Cette œuvre éphémère présentait le portrait d’un homme âgé au visage relativement allongé. Il avait les cheveux courts et disposés de façon à ce qu’ils partent vers l’arrière, une moustache taillée impeccablement, et une fossette sur le menton. Son regard, profond, doux et rassurant, lui donnait l’air d’un sage. Floriane et Marie s’efforcèrent d’enregistrer du mieux qu’elles le pouvaient tous les détails de l’image qui leur était présentée. Après leur avoir laissé suffisamment de temps, les insectes se dispersèrent.

- « Tous cela serait donc bien réel ? s’interrogea Floriane à voix haute ; j’ai du mal à le croire mais vu ce qui vient de se passer, je ne peux plus en douter. »

D’un commun accord, elles décidèrent de rentrer chez elles pour récupérer de quoi passer quelques jours en forêt. Elles voulaient, sans perdre plus de temps, se mettre à la recherche du protecteur qui semblait être d’une importance capitale pour le bois.

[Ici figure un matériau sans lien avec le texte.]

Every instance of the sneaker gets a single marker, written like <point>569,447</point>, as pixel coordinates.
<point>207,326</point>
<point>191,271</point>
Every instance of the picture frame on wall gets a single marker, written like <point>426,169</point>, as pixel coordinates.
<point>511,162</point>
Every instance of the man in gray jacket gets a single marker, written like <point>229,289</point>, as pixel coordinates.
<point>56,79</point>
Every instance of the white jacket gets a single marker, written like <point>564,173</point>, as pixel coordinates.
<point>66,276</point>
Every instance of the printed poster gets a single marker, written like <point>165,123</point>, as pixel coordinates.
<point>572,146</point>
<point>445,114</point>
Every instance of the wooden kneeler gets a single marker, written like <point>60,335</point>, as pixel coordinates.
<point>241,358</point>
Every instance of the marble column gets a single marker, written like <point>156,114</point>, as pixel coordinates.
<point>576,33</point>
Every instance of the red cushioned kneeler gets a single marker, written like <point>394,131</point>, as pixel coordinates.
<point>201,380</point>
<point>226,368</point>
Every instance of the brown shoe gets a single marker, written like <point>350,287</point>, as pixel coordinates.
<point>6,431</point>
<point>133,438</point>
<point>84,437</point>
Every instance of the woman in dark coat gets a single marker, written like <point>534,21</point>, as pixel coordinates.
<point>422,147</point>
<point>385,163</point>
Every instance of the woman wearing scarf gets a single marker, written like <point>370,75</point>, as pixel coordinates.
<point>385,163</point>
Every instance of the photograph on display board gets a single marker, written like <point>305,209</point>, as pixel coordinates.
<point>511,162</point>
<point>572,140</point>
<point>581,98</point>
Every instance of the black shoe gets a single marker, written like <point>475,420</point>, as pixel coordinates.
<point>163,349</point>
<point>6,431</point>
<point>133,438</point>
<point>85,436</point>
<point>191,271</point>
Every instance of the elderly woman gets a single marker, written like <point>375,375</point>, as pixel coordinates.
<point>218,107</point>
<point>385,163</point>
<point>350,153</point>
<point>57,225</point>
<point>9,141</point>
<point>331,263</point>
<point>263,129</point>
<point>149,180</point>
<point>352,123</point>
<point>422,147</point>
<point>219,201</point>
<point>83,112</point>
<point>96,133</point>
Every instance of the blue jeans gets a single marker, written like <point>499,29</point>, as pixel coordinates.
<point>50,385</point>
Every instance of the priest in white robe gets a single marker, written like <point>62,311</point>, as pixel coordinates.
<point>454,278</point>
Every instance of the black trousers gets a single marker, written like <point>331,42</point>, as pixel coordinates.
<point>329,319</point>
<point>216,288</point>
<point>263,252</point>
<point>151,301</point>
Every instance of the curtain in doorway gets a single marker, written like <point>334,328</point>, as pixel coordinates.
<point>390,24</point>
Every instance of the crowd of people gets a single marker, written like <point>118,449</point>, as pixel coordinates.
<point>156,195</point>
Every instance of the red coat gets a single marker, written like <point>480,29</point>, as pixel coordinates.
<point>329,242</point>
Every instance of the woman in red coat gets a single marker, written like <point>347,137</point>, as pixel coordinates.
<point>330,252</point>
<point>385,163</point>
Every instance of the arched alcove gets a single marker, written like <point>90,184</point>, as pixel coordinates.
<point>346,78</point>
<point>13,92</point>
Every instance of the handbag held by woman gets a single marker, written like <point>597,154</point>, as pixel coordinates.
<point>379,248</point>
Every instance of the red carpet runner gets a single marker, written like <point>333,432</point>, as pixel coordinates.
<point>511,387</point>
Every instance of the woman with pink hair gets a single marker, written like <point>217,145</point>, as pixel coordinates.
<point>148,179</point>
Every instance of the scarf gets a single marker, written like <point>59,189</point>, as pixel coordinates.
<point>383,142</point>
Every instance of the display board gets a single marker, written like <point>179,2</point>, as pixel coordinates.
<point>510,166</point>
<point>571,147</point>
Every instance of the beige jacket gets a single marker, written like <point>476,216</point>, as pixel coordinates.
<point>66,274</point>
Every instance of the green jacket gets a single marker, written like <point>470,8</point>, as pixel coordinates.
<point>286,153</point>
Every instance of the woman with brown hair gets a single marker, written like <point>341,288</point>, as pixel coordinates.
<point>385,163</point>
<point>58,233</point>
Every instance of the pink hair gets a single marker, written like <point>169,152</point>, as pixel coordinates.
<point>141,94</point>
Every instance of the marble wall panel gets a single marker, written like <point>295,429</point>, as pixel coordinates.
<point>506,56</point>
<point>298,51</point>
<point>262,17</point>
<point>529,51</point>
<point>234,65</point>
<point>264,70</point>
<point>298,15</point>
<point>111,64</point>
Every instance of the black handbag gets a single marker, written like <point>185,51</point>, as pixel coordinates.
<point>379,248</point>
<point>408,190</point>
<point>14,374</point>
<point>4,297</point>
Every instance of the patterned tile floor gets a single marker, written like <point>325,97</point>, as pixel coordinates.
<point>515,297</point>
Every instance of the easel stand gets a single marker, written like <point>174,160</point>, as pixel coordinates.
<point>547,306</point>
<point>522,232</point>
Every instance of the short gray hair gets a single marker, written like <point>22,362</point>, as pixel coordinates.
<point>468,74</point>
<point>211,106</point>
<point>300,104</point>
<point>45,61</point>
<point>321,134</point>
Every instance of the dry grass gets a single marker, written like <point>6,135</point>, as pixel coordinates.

Une fois chez elles, elles se mirent à entasser frénétiquement leurs affaires dans un sac de randonné. Au vu de ce qui les attendais, il fallait se préparer à devoir se déplacer furtivement. Elles prirent donc le minimum pour elles, et pour leurs animaux. Dans leur précipitation, elles avaient oublié deux détails majeurs : leurs parents et les cours. S’avançant chacune vers leurs géniteurs, elles intellectualisaient la discussion qui allait se tenir. Certes, ces derniers étaient très ouverts…mais de là à croire à leur histoire, elles avaient de grands doutes ! Mentir était une obligation. Elles inventèrent alors un besoin de se ressourcer qui ne pouvait pas attendre le weekend. Pour les rassurer, elles avancèrent que les chiens les protègeraient de toute agression - bien qu’ils ne soient pas agressifs, ils étaient un bon moyen de dissuasion – et que leurs matériels d’alpinisme les immuniseraient contre le froid glacial de l’hiver. Pour l’école, une angine ou une gastro fulgurante seraient une excuse suffisante. Leurs parents, après avoir exposé leurs mécontentements, donnèrent finalement leurs accords et leurs suggérèrent de partir le lendemain matin de bonne heure.

Floriane avait, durant une insomnie nocturne, reproduit le visage de l’homme que leur avait présenté les insectes. Elle avait peur de ne plus se souvenir de cet indice précieux le lendemain. Elle montra son esquisse à Marie qui apporta d’autre détail pour compléter la reproduction. Pour elles, il ne faisait aucun doute que l’homme, dont le visage leur avait été dévoilé, était le protecteur. De nouveau sous le néflier, qui semblait devenir peu à peu leur QG, elles se mirent à élaborer une stratégie de recherche. Après une longue discussion, elles décidèrent de se concentrer sur les zones les plus profondes et les plus reculées du bois : le reste, ce qui était à la vue de tous, elles le connaissaient mieux que quiconque et elles étaient certaines que rien n’avait pu leur échapper.